Geçenlerde bahsetmiştim yeni bir kitap aldığımdan, eğer beğenirsem sizinle de paylaşırım diye ilave etmiştim :) Biraz gecikmeli de olsa, anlatayım size kitabı :))

"Nebevi Nefes" kitabımızın adı, İkram Arslan'ın ilk eseri. Tek kelimeyle 'muhteşem'... 

Roman okumayı çok severim, sürükleyici olaylar içinde kaybetmeyi kendimi.. Ama yoğun bilgi içeren kitaplar, özellikle dini kitaplarda çok da akıcı yayınlara rastlamadım, hani sırf öğreneyim diye okurum bu tarz kitapları.. Ama Nebevi Nefis, bakış açımı değiştiren bir kitap oldu.. Tarihi ve dini bilgileri, mükemmel bir akıcılıkta öyle güzel anlatmış ki yazar..

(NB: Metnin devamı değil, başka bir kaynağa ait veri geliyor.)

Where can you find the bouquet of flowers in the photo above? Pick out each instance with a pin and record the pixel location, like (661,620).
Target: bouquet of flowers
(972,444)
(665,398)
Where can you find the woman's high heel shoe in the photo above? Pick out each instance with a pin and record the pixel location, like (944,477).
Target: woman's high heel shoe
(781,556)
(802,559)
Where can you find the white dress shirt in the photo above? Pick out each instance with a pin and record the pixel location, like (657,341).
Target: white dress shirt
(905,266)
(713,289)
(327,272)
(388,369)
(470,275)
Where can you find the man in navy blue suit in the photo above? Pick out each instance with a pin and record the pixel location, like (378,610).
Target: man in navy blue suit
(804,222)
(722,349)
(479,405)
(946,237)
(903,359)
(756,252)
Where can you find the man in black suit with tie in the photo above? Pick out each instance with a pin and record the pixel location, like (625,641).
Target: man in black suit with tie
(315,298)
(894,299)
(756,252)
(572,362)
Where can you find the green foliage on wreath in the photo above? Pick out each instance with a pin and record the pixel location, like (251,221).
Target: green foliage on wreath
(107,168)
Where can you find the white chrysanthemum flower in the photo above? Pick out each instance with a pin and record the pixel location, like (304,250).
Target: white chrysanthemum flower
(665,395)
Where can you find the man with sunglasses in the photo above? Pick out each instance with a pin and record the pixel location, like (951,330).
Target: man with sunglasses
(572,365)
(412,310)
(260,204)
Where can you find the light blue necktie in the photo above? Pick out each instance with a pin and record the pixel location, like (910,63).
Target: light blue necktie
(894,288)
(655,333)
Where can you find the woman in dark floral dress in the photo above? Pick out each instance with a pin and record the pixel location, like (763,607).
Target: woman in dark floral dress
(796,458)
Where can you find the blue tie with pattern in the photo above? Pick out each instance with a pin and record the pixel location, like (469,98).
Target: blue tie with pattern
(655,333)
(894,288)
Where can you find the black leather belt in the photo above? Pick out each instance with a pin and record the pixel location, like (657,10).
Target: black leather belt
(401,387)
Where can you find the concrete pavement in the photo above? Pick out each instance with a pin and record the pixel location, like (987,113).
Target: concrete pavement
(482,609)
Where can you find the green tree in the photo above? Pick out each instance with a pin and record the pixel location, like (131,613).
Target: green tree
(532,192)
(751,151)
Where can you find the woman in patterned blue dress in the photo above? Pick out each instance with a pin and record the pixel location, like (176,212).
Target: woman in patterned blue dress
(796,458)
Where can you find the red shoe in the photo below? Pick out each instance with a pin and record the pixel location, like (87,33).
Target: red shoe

Ömer bin Abdülaziz'i bilir misiniz? 29 aylık halifeliği boyunca, yürüttüğü yönetim politikası, adaleti ve nebevi nefesi ile İslam alimleri tarafından raşit halifeler arasında gösterilmiş, ahlakı, davranışları ile dedesi 2. halife Hz. Ömer'e benzerliğinden dolayı İkinci Ömer gibi haklı bir ünvan ile anılmış muhteşem şahsiyet.. İşte kitapta Ömer bin Abdülaziz bin Mervan'ın hayatı, halifeliği, o gelmeden önce İslam dünyasında baş gösteren sıkıntılar ve onun yönetiminde değişen olaylar anlatılmış.. Şahsım adına, Ömer'in adaleti denildiğinde Hz. Ömer'den bahsedildiğini zannederdim, halbuki bu isim arkasına saklanmış bir Ömer daha varmış.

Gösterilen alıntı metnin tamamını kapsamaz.